Много лет спустя, в совершенно другом месте и при других обстоятельствах я опять буду увозить ребенка из пьяного кошмара. Совершенно другого ребенка. Мой незаконченный гештальт всегда при мне. И все наши бессмысленные подвиги — они в сердце сюжета. Именно они делают сапиенса человеком.

А все яйцеголовые с полуфабрикатом мозга, способным лишь подсчитывать собственную выгоду, — летите на планету Железяку. Вы абсолютно взаимозаменяемы, как всякий кровососущий гнус.

…Весь день я собиралась заработать свою редкую копеечку — написать компиляторскую статейку на поп-историческую тему, но никак не могла сосредоточиться и найти подходящую канву. Либо я уже об этом писала, либо слишком много писали другие. Иногда сюжет приходится притягивать за уши, чтобы найти незатертый акцент — как в истории о первом ЭКО.

"25 июля 1978 года в Олдеме, графство Большой Манчестер, Великобритания, в семье Лесли и Джона Браунов, где уже росла приемная дочь Шерон, родилась Луиз Джой Браун, первый ребенок, зачатый в пробирке".

В эпилоге я предлагаю задуматься, каково было девочке Шерон, когда сенсация сделала ее приемную семью знаменитой на весь мир? Все следили за чудо-отпрысками, за Луиз и ее сестрицей Натали — не станут ли они козленочками, или, напротив, не вырастут ли у них крылышки. А кто любил Шерон, которая появилась на свет самым обыденным дедовским способом, который стремительно становился немодным? И что с ней стало? Об этом источники умалчивают. Не сказать, что Луиз с Натали живут с огоньком, но сам факт того, что они живут и рожают без пробирок, уже и есть самое важное предназначение на Земле. Пускай муж Луиз — вышибала в ночном клубе, но это хотя бы какая-то крупица информации, а о Шерон — ничего… То есть родились сенсационные кровные дети — и она, приемная, стала не нужна? — вопрошаю я к ленивому читателю, который поглощает желтые байки с выражением жующей овцы.

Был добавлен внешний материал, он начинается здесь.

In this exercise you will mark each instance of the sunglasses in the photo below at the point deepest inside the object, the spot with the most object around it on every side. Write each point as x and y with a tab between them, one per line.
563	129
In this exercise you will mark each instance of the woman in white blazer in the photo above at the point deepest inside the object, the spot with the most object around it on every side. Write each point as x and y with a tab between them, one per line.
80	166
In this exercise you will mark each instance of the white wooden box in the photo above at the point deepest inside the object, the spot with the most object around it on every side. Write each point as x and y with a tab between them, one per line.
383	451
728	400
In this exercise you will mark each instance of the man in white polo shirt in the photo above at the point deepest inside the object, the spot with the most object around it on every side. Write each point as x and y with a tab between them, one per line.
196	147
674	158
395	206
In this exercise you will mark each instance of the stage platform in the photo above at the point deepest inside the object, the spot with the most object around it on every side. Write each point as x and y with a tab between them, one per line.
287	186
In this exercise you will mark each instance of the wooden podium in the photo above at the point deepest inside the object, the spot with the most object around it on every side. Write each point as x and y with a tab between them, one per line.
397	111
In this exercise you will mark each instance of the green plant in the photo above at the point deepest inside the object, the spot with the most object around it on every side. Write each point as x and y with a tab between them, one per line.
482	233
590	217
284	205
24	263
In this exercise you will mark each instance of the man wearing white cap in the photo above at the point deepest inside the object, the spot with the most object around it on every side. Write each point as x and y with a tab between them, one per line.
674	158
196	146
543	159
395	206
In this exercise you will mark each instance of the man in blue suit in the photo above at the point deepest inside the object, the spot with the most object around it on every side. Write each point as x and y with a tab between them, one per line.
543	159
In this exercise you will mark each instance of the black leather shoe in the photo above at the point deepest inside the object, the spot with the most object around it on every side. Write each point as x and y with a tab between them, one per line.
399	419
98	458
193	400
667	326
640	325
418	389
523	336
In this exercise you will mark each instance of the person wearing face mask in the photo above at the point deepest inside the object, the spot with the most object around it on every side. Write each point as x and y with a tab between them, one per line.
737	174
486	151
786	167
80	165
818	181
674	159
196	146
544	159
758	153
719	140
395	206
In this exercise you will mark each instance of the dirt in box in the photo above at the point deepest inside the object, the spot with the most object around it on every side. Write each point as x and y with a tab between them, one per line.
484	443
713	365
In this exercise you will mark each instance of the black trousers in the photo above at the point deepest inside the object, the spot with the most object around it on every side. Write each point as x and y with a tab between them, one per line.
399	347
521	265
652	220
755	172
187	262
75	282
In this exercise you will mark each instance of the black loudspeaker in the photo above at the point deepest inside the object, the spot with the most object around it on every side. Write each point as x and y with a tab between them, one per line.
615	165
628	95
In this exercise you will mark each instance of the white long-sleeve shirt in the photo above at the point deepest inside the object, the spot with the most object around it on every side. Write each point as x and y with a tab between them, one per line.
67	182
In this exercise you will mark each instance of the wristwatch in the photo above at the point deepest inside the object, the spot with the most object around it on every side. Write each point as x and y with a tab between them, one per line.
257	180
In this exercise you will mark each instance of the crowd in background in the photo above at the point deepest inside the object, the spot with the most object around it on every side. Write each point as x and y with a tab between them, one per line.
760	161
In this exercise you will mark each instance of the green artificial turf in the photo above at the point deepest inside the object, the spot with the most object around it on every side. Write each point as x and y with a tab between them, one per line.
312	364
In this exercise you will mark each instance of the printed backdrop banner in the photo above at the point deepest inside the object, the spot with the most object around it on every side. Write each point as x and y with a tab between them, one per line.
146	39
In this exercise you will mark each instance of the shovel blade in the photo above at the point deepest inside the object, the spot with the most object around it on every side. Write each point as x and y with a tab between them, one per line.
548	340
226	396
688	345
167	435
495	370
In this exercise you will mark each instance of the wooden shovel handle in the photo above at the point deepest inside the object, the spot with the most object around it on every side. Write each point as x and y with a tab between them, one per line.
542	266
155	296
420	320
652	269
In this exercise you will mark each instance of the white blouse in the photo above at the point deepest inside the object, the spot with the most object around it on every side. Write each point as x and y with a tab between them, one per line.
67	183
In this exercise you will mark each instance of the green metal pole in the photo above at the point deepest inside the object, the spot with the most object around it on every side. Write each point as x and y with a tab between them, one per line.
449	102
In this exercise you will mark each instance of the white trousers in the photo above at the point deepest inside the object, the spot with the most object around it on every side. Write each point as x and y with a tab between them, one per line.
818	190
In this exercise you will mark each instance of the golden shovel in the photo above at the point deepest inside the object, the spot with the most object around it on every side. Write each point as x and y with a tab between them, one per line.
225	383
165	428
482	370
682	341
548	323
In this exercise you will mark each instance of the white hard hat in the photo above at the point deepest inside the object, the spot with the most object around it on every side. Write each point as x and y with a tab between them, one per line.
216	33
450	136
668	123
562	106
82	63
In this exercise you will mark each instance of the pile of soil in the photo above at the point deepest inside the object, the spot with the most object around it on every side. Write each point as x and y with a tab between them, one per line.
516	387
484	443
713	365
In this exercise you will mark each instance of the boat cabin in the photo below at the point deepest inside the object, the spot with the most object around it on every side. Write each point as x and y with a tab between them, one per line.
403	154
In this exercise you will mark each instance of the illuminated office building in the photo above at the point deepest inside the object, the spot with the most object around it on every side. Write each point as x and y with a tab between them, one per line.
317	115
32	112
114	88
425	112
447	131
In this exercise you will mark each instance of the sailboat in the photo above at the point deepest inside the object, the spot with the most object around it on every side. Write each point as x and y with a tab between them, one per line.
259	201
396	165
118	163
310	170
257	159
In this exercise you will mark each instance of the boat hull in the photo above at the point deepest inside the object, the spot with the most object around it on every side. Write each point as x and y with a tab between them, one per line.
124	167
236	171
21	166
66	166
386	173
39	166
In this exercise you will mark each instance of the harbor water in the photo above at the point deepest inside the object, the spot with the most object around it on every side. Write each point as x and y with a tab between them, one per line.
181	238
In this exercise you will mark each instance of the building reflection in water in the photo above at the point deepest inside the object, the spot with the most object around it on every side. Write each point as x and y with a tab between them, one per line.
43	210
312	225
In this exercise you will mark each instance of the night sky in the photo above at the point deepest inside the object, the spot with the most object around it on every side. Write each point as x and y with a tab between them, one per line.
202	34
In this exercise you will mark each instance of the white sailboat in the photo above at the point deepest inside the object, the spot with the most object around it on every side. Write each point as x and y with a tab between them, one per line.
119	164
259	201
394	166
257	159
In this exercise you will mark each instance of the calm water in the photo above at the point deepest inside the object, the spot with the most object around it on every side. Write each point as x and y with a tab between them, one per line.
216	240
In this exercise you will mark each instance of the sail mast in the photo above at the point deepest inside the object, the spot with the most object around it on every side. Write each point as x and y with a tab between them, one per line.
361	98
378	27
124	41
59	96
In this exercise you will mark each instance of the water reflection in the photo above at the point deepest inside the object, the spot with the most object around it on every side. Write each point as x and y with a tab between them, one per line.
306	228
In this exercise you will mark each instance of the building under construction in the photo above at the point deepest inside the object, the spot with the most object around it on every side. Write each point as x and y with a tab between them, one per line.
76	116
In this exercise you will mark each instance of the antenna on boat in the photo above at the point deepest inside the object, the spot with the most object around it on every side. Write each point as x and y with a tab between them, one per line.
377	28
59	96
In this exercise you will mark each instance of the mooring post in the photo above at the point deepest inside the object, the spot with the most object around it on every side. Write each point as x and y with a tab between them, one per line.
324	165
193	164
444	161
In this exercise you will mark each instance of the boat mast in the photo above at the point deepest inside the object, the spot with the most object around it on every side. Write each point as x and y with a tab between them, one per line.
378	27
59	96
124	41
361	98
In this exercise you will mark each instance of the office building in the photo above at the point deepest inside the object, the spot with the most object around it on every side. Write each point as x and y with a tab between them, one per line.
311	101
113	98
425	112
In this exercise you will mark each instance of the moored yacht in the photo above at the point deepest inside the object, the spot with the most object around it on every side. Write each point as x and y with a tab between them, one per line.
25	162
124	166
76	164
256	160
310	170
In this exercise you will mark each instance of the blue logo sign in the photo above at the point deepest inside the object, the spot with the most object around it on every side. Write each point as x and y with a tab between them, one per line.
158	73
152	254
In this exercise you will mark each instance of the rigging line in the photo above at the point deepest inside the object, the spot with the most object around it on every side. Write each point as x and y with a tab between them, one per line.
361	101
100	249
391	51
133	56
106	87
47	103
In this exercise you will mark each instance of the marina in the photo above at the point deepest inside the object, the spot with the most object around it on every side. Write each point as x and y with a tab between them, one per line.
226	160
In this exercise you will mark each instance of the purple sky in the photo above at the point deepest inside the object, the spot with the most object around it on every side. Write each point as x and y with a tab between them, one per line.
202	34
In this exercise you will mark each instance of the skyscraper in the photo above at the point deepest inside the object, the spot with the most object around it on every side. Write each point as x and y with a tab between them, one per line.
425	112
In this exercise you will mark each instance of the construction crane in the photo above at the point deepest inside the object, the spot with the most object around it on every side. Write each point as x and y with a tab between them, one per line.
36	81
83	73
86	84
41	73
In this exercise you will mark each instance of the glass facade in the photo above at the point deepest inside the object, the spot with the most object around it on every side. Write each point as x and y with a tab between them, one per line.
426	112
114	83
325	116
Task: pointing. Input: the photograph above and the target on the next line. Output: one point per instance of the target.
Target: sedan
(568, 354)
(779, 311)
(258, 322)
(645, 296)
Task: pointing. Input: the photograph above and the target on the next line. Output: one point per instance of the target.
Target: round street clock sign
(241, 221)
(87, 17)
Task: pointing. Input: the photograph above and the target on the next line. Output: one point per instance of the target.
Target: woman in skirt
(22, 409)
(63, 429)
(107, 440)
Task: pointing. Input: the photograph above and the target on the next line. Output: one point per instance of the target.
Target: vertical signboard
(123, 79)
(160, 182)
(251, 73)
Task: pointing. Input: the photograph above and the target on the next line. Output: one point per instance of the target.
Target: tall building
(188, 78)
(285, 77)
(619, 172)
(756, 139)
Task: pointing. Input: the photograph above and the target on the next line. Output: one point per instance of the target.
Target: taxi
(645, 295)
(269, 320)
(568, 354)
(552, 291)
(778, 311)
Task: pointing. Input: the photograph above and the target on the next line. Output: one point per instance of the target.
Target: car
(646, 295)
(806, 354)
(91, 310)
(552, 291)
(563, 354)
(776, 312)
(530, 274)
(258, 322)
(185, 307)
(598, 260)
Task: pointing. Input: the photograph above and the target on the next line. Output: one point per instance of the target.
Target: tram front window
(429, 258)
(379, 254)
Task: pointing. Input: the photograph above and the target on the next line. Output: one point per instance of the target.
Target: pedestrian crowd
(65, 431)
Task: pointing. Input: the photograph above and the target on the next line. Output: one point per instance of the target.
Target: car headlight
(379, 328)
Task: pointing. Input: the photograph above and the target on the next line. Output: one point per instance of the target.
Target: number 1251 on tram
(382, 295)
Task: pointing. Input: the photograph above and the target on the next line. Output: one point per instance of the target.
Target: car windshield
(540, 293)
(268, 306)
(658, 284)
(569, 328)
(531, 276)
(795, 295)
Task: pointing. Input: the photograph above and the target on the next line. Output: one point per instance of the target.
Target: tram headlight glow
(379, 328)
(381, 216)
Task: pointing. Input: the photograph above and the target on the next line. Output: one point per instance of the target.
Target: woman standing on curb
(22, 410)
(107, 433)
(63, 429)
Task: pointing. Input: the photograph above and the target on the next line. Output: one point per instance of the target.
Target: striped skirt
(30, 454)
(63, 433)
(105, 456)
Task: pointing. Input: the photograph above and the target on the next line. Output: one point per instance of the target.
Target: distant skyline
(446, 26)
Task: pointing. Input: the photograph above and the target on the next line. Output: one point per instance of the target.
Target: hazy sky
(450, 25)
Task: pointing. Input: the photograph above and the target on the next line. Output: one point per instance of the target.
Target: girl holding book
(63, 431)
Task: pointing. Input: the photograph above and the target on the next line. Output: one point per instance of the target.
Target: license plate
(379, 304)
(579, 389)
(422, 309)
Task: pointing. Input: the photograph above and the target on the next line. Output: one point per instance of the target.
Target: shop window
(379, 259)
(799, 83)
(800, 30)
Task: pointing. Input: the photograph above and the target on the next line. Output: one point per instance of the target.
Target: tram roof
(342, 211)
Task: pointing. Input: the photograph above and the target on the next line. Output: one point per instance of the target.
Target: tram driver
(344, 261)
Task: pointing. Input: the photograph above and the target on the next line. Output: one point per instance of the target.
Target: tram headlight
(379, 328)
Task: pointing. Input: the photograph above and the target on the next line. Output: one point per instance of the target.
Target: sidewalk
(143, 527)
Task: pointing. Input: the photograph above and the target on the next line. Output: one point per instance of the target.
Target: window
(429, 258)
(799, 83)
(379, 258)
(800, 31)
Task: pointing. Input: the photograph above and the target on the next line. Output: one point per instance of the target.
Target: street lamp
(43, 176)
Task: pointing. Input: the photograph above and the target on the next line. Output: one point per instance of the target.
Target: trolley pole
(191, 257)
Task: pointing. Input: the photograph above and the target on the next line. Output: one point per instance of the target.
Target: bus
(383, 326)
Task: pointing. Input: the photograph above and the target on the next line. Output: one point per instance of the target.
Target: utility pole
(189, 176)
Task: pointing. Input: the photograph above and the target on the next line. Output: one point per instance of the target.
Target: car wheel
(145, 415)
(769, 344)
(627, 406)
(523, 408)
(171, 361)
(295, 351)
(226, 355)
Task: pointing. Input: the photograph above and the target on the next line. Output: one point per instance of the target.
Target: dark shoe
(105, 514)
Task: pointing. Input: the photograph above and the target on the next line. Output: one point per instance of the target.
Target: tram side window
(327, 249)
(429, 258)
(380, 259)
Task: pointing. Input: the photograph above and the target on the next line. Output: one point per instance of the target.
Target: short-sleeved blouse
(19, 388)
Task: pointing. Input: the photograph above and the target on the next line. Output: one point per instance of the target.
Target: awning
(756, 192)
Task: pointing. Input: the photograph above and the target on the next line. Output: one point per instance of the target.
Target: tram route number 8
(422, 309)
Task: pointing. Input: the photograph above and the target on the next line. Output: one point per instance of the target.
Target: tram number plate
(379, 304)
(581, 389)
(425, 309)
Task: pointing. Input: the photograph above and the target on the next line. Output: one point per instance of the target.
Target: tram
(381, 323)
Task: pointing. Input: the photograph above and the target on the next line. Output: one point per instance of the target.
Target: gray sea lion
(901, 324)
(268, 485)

Да что там Шерон! Вы же понимаете, никому вообще не нужен просто человек. Это и есть апокалипсис. Эпидемии и катастрофы — только следствие.

В общем, вместо того, чтобы зарабатывать копеечку — не все же Алеше отдуваться! — я начинаю мечтать о том, чтобы ко мне с небес спустилась чудо-новость. Пускай и с фейковым душком — правда такой и бывает! Моя любимая фантазия — обнаружить потомков княжны Анастасии… не той, поддельной, которая говорила только на немецком и оказалась почему-то в Румынии, а той, как будто бы настоящей или похожей на нее, которую обнаружили… в больнице приволжского города… какого же города? Я однажды читала об этом… В лихорадочных поисках я натыкаюсь на дикие подробности об убийстве царской семьи — о том, что в корсетах у дочерей были спрятаны бриллианты, поэтому пули от них отскакивали, "приводя живодеров в богобоязненный трепет"… Иисус Мария, кто же такое придумал? Разве все бриллианты не были заранее конфискованы большевистской сворой… Или же, по другой версии, отправлены царскому кузену в Англию? Тому самому кузену, который предал двоюродного братца Ники и не захотел спасти даже его детей… В воспаленном воображении я вижу кощунственный заголовок "Бриллианты — лучшие друзья девушек"…

— Ты что, не слышишь? Тебе звонят! — в панике кричит Алеша.

Его пугает, когда я погружаюсь в раздумья. Он боится, что я могу сойти с ума. Хотя моя вера потихоньку вытаскивает меня из бездны. Моя вера в параллельную реальность, где наши любимые живы, а мы сами — немного другие, и отличаемся от нас здешних, как волна на гребне и в падении. Ведь человек — это тоже волна.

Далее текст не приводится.